Таким образом и каннибализм легитимировать легко. Опишем кратко поэтапную возможность для такого проекта. На первом этапе собирается симпозиум ученых, где доказывается, что людоедство генетически заложено в человеке. Вспоминается факт, что когда человек нечаянно режет палец, он прикладывает его ко рту. Позже на основе этого факта будет заявлено, будто каннибализм – нормальное и естественное явление, характеризующее природу человека. Эти идеи сопрягаются с данными о том, что в животном мире некоторые особи поедают представителей своего вида, и это нормально. Причем такие постулаты из ученого мира широко освещаются в СМИ. Заявляется, что в условиях свободы слова тема каннибализма не является табуированной и сама демократия требует разрешения свободно высказываться на любую тему.

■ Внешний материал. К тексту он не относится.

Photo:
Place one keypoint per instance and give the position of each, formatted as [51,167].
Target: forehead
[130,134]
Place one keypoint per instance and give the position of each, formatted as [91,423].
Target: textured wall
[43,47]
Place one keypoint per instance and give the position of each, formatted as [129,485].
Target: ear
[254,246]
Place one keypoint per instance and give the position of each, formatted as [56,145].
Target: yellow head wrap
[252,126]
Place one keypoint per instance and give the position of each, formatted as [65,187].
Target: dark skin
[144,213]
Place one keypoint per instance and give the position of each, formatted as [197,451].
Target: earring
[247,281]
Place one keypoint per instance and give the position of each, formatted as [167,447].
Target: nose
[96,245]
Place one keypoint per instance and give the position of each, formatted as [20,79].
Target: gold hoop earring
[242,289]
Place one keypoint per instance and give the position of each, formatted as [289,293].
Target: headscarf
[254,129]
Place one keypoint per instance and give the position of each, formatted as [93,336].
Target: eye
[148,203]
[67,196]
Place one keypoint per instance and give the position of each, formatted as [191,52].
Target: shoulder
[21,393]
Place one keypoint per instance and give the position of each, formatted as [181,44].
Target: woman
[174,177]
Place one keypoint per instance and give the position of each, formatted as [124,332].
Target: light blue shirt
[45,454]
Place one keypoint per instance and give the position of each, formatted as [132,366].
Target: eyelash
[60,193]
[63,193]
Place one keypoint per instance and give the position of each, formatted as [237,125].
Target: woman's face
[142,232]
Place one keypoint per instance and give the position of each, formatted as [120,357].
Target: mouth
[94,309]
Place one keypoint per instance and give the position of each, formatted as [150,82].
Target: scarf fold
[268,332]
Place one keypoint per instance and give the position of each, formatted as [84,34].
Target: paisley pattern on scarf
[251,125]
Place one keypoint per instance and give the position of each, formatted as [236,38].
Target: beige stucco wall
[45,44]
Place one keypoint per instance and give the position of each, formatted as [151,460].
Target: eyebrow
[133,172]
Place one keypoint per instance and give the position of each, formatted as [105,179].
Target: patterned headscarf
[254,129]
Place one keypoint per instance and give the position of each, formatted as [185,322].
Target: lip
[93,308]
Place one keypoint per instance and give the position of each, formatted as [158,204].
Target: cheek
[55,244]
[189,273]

Осуществляется буквально оруэлловский терминологический сдвиг – применяется вместо «каннибализма» лишенное негативных ассоциаций наименование типа «антропофилии»; ведь тот, кто питается людьми, любит людей. Такой термин вполне благозвучен и элегантен, как «гуманитарная интервенция» (наступательная война по-американски) «антитеррористическая операция» (устроенная киевскими террористами против народа Донбасса), «международное сообщество» (дестабилизирующие целые страны представители транснационального капитала). С помощью новой терминологии нарушается взаимосвязь между означаемым и означающим, словом и вещью, суть явления лишается своего легитимного означивания. Затем, опять же со ссылкой на демократию, тиражируется идея, согласно которой антропофилия морально и юридически допустима, поскольку: она лежит в природе человека, некоторые люди желают быть съеденными, свободный человек имеет право для самоидентификации в самом широком смысле этого слова, вред от антропофилии не доказан. И так далее. Прилавки магазинов наполняются «безобидными» сладостями для детей в виде внутренних органов.

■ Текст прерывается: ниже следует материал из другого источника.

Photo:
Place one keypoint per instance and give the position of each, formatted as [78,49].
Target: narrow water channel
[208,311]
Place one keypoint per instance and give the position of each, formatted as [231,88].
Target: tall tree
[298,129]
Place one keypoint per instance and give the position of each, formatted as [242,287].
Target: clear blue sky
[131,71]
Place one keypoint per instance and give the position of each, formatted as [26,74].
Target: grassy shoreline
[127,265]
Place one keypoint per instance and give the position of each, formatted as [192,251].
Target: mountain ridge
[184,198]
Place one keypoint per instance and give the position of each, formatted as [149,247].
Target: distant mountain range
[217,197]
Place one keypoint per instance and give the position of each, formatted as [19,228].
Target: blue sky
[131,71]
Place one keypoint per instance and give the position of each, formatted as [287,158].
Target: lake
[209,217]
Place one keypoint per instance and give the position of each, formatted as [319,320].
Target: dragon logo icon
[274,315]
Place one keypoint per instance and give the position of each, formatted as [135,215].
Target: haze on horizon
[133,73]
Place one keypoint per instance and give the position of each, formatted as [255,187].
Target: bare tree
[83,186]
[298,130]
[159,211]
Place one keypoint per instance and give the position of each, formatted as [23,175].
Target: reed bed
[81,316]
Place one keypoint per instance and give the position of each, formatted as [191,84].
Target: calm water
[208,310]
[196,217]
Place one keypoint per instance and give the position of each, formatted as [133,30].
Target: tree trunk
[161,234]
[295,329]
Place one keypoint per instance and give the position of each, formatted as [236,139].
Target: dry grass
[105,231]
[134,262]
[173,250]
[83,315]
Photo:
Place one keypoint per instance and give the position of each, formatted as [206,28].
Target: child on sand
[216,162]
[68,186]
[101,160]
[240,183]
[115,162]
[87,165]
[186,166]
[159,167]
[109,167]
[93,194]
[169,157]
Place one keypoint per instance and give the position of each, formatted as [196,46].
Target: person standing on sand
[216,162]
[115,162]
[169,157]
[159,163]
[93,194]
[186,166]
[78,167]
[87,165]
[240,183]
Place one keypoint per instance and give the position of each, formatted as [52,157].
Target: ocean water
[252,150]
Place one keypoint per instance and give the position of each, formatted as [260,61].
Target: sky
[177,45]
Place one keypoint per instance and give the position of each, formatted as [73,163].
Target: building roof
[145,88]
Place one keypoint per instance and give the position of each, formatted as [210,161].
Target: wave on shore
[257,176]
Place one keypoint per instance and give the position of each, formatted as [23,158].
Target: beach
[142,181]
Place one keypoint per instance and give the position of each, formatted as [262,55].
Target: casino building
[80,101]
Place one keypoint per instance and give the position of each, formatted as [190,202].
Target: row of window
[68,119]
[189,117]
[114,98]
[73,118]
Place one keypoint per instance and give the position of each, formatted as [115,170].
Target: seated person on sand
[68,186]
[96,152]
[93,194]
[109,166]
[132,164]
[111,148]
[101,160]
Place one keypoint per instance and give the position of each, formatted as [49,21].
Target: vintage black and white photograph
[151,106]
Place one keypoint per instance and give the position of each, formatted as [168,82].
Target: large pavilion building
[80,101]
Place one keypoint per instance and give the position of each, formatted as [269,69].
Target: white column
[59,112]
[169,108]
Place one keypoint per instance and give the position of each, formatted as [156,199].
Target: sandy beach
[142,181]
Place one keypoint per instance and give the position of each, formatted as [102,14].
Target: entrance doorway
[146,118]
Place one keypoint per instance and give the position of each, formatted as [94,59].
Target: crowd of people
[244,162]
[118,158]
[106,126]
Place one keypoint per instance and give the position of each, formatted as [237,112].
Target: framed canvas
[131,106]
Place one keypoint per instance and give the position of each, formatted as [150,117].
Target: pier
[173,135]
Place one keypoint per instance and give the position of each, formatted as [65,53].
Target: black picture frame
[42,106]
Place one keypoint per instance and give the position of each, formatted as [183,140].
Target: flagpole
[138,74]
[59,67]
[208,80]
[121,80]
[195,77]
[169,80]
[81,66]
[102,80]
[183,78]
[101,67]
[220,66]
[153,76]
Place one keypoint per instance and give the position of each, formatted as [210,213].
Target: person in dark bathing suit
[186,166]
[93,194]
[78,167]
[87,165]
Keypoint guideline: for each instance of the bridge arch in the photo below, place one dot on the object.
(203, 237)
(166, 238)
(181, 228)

Так, на Украине активизировалось явление символического каннибализма. В ресторанах стали предлагаться блюда с названиями типа «печень сепаратиста», «жареный колорад», «кровь москальских младенцев». Особенно ужасающе выглядят торты, сделанные в виде младенца. Но тщательно дегуманизированную многолетней пропагандой русофобствующую «золотую молодежь» Украины они не ужасают. Находится немало людей, кто с улыбками проводит свой фашистско-сатанинский шабаш чревоугодия.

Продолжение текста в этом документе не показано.